2 girls hanging in Badaun led to Modi’s toilet drive. 5 years on, open defecation continues
India

2 girls hanging in Badaun led to Modi’s toilet drive. 5 years on, open defecation continues

Residents of Katra Sadatganj village say they continue to fear for their women as the village is far from being open-defecation free.

   

Toilets in all homes is still a distant reality in Katra Sadatganj, village in district Badaun | Kritika Sharma | ThePrint

Katra Sadatganj (Badaun): For a while in 2014, Katra Sadatganj village, in Uttar Pradesh’s Badaun district, hogged the headlines after two teenage girls were found hanging from a mango tree here.

The initial media reports claimed that the two were raped and killed when they had gone to defecate in the open. The murders brought to the fore two, burning issues — women’s safety and the lack of toilets in the country’s rural areas.

The horrific images of the teens led Prime Minister Narendra Modi to speak about it in Parliament.

Five years on, Katra Sadatganj village is yet to get toilets in all its houses and is not open-defecation free, a key Modi government goal. Villagers here also continue to fear for the safety of young women even as they believe that the CBI probe, which ruled out rape and concluded that the deaths were suicide, is a cover up.

People of the village are also disillusioned with the government.
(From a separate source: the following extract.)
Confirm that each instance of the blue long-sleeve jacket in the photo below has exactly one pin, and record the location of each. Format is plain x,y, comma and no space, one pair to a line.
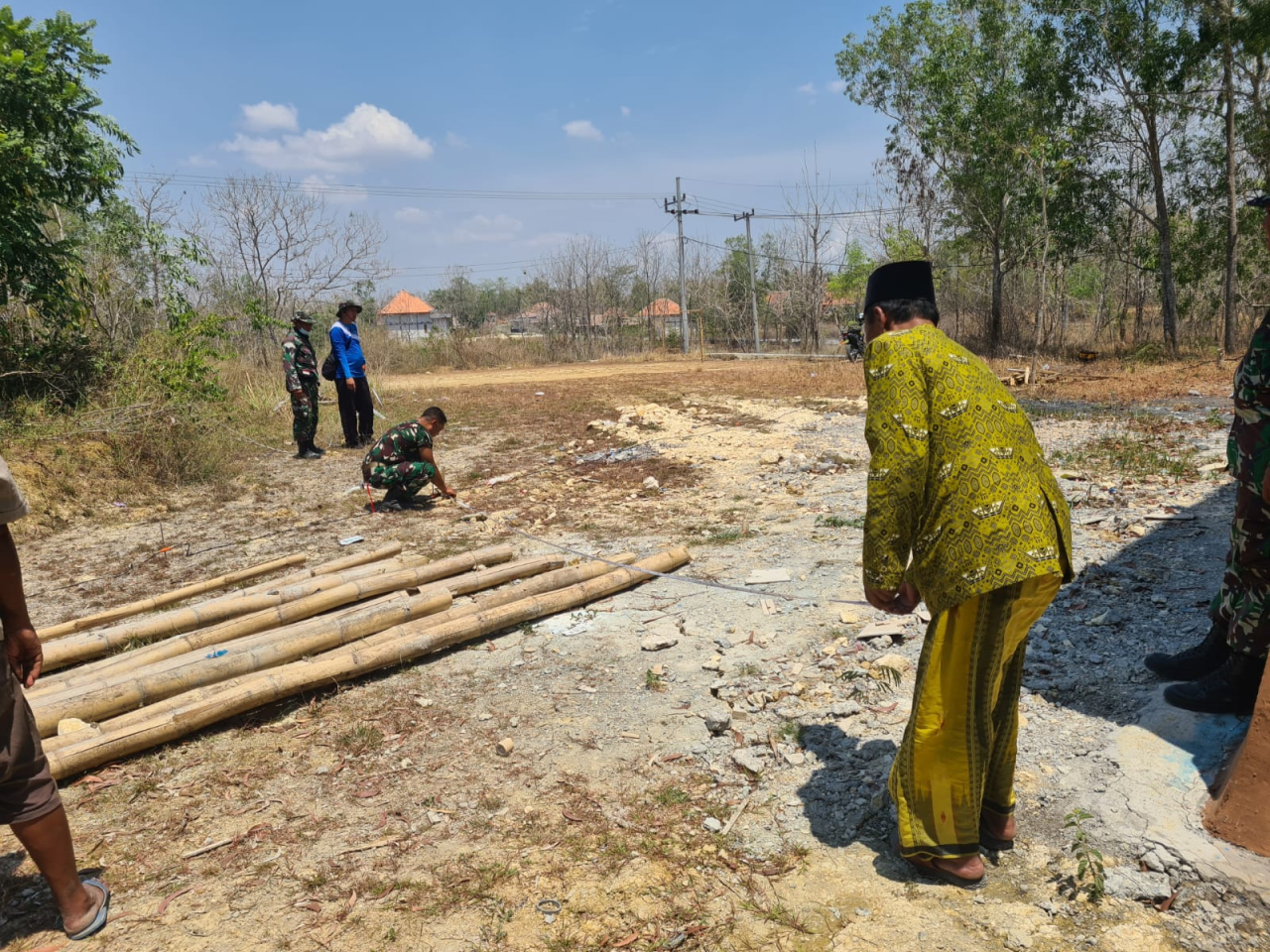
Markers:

Even as the MP and chief minister of the state both are from the ruling party, the village does not get any attention, they say.

The sitting Member of Parliament for Aonla constituency, under which the village falls, is Dharmendra Kumar, who is a member of the Bharatiya Janata Party.
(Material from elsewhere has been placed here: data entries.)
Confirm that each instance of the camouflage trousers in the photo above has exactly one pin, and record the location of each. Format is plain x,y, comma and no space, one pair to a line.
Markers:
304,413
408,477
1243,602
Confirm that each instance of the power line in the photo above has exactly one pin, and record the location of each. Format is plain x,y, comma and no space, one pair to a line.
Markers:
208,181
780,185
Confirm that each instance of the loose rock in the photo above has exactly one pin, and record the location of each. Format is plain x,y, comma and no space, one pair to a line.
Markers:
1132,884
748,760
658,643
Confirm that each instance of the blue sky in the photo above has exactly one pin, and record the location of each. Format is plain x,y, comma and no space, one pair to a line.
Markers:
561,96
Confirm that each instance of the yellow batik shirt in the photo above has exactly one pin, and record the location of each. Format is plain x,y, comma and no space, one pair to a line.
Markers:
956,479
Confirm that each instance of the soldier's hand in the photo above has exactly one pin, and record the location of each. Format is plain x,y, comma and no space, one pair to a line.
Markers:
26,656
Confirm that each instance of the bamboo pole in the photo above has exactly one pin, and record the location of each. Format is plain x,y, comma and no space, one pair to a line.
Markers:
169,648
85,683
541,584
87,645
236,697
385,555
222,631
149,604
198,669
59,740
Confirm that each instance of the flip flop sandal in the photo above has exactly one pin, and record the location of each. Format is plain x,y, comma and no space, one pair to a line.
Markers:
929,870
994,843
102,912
Also read: What makes PM Modi a hit among Assam’s women — Ujjwala, toilets & ‘tough decisions’


No toilets, say villagers

Katra Sadatganj has about 3,000 homes. In 2014, around 400 toilets were sanctioned for the village by authorities, of which only 100 are now functional.

Under the central government’s Swachh Bharat Abhiyan, each family is given Rs 12,000 for the construction of toilets in their homes. But many people in the village claimed that the money never reached them, some said that they had no idea how to claim the money and others said that their names erroneously appeared in the list of beneficiaries.

“My name is in the list of beneficiaries but I haven’t received any money so far. How will I get a toilet constructed?” asked Suraj Pal, a farm labourer.

Another village resident, Sudha, who lives in a hut with two daughters said, “I don’t have a toilet, I don’t even have a house. I have asked the village headman to help me a number of times but he does not listen.”

“I have two young daughters and I need to accompany them to the fields whenever they need to relieve themselves at night,” she added. “We are very scared after the rape incident, young girls are not safe.”People who own fields sometimes stop villagers from using their lands as a toilet and that leads to fights.

The village headman Moolchand Mishra, however, told ThePrint that the money that people get for construction of toilets is never used by them for that purpose and hence they complain.

“Recently, we got sanctions for 71 houses to construct toilets and of them, only 14 have started the work. The rest are sitting with money in their bank accounts,” Mishra said. “If this is the attitude of people, how are we supposed to help them?”


Also read: 93% rural households have access to toilets & 96.5% use them, says survey


An earlier version of the report said Katra Sadatganj fell under the Bareilly constituency. It falls under the Aonla Lok Sabha seat. The error has been corrected.